Chen Shiqi, Li Yuhang, Wang Yuntian, Chen Hanlong, Ozcan Aydogan
Electrical and Computer Engineering Department, University of California Los Angeles, Los Angeles, CA, USA.
Bioengineering Department, University of California Los Angeles, Los Angeles, CA, USA.
Nature. 2025 Aug;644(8078):903-911. doi: 10.1038/s41586-025-09446-5. Epub 2025 Aug 27.

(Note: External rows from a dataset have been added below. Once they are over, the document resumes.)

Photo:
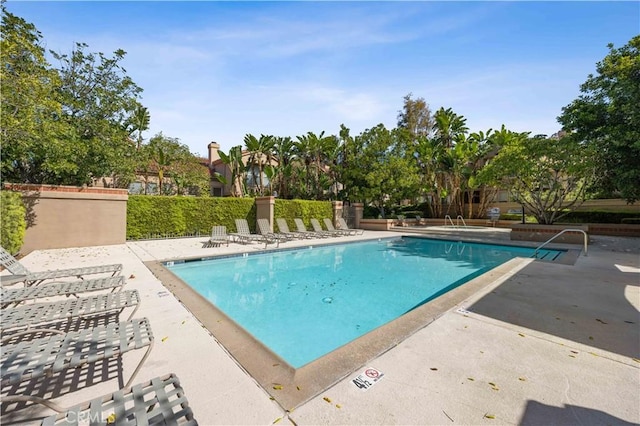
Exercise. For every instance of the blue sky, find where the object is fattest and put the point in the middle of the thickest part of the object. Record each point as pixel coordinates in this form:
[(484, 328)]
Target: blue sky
[(215, 71)]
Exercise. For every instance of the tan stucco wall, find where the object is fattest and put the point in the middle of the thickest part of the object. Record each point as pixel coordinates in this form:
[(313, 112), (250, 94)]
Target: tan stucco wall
[(66, 216)]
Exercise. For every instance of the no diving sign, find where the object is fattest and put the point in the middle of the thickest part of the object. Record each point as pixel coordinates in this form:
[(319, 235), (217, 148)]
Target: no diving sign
[(368, 378)]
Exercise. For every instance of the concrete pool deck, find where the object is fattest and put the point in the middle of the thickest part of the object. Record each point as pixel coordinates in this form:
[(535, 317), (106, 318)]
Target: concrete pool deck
[(543, 343)]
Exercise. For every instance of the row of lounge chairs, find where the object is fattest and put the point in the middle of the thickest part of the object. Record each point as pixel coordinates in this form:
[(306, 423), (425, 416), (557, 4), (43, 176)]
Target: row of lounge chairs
[(266, 235), (44, 339)]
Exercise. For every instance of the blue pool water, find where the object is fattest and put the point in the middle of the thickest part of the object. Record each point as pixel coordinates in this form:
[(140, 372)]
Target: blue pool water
[(304, 303)]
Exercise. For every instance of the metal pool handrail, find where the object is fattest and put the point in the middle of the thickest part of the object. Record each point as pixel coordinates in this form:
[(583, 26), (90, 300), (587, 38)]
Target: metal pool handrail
[(586, 238), (450, 220)]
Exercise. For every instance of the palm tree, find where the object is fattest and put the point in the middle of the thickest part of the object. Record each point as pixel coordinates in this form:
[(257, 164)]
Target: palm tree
[(284, 156), (233, 160), (139, 122), (260, 154)]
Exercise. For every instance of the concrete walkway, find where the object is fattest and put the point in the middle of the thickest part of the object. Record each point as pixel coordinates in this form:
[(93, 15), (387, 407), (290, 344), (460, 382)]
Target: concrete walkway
[(545, 344)]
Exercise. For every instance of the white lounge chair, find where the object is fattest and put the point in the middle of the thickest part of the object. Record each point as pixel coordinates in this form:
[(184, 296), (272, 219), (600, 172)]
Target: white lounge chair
[(267, 232), (345, 227), (303, 229), (161, 401), (315, 224), (33, 278), (13, 296), (283, 227), (331, 228), (41, 356), (243, 235), (32, 315), (219, 236)]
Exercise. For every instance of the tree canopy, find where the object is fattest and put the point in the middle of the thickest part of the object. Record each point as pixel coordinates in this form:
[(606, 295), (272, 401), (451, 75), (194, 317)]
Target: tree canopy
[(606, 116)]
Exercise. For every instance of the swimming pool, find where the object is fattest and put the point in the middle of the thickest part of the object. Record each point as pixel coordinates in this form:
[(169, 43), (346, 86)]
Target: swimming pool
[(305, 303)]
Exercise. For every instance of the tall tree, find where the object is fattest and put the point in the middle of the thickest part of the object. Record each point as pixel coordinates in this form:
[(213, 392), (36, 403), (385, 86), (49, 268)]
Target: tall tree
[(179, 171), (233, 160), (97, 99), (415, 117), (260, 155), (548, 176), (31, 133), (607, 116), (389, 177)]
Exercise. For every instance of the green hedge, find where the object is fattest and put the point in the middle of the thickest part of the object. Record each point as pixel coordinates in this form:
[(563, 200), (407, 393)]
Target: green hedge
[(13, 222), (159, 216), (304, 209), (600, 217)]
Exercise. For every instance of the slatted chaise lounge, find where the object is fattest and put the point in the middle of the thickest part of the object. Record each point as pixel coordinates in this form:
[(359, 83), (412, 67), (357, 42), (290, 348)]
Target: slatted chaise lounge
[(32, 359), (219, 236), (159, 401), (301, 228), (318, 228), (283, 227), (33, 278), (31, 315), (243, 234), (345, 227), (17, 295), (265, 229), (331, 228)]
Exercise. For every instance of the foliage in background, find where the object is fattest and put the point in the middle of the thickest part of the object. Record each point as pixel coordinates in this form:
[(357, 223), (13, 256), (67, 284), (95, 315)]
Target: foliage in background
[(595, 216), (13, 223), (606, 117), (33, 148), (174, 216), (79, 123), (304, 209)]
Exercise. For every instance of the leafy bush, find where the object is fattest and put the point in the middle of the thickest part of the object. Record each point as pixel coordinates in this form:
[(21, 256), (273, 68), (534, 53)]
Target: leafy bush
[(168, 216), (304, 209), (598, 217), (631, 221), (13, 223)]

Generative models cover various application areas, including image and video synthesis, natural language processing and molecular design, among many others. As digital generative models become larger, scalable inference in a fast and energy-efficient manner becomes a challenge. Here we present optical generative models inspired by diffusion models, where a shallow and fast digital encoder first maps random noise into phase patterns that serve as optical generative seeds for a desired data distribution; a jointly trained free-space-based reconfigurable decoder all-optically processes these generative seeds to create images never seen before following the target data distribution. Except for the illumination power and the random seed generation through a shallow encoder, these optical generative models do not consume computing power during the synthesis of the images. We report the optical generation of monochrome and multicolour images of handwritten digits, fashion products, butterflies, human faces and artworks, following the data distributions of MNIST, Fashion-MNIST, Butterflies-100, Celeb-A datasets, and Van Gogh's paintings and drawings, respectively, achieving an overall performance comparable to digital neural-network-based generative models. To experimentally demonstrate optical generative models, we used visible light to generate images of handwritten digits and fashion products. In addition, we generated Van Gogh-style artworks using both monochrome and multiwavelength illumination. These optical generative models might pave the way for energy-efficient and scalable inference tasks, further exploiting the potentials of optics and photonics for artificial-intelligence-generated content.
生成模型涵盖了各种应用领域,包括图像和视频合成、自然语言处理以及分子设计等等。随着数字生成模型规模的增大,以快速且节能的方式进行可扩展推理成为一项挑战。在此,我们展示受扩散模型启发的光学生成模型,其中一个浅层且快速的数字编码器首先将随机噪声映射为相位图案,这些图案作为期望数据分布的光学生成种子;一个联合训练的基于自由空间的可重构解码器全光处理这些生成种子,以按照目标数据分布创建前所未见的图像。除了照明功率以及通过浅层编码器生成随机种子外,这些光学生成模型在图像合成过程中不消耗计算能力。我们分别报告了按照MNIST、Fashion-MNIST、Butterflies-100、Celeb-A数据集以及梵高的绘画和素描的数据分布,对手写数字、时尚产品、蝴蝶、人脸和艺术品进行单色和多色图像的光学生成,总体性能与基于数字神经网络的生成模型相当。为了通过实验展示光学生成模型,我们使用可见光生成手写数字和时尚产品的图像。此外,我们使用单色和多波长照明生成了梵高风格的艺术品。这些光学生成模型可能为节能和可扩展推理任务铺平道路,进一步挖掘光学和光子学在人工智能生成内容方面的潜力。